Chapter 28
Two Many Peruvians

You can't tell the restaurants without a menu

In Union Square (which is, of course, triangular, see Chapter XX) there is a Peruvian restaurant. Or there are two Peruvian restaurants. Sort of. There are two restaurants in the same block that have the same name. One of them is a small, informal place, only eight or nine tables, serves a lunch-ish menu including many grilled meat items (grilled pork, grilled chicken, grilled gizzards, grilled beef heart, grilled tripe, etc., how authentic, yum, yum), and seems to be fairly popular. About five doors down the street is another restaurant of the same name, much larger, with a very different menu consisting mainly of seafood (fish, shrimp, mussels, ceviche, etc.). This one is a white-tablecloth sort of place, including a young hostess in native costume and higher prices.

We were heading out to lunch, selected this one as a new place that would expand our restaurant list, and we went to what we thought was the right restaurant.
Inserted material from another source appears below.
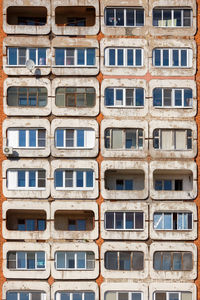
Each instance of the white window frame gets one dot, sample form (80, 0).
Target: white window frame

We were completely fooled. When we had looked on the web, we noted one address right in the square, and that's where we headed. We saw one with the right name on it, it happened to be the lunch place, and that's where we stopped. If we had parked accidentally on a different street of the non-square square, we would have come upon the other restaurant first and gone in there. It was only by wandering around the neighborhood after lunch that we discovered our mistake. Well, not entirely a mistake. I mean, the food was quite good and we will go back. Or, rather, we will probably go back to the other one, that is, the dinner place, just to try items from a different menu.

I don't know the history of this split, which came first, the lunch place or the dinner place. I will ask about the history sometime .

No, I did not order the gizzards-heart-and-tripe special.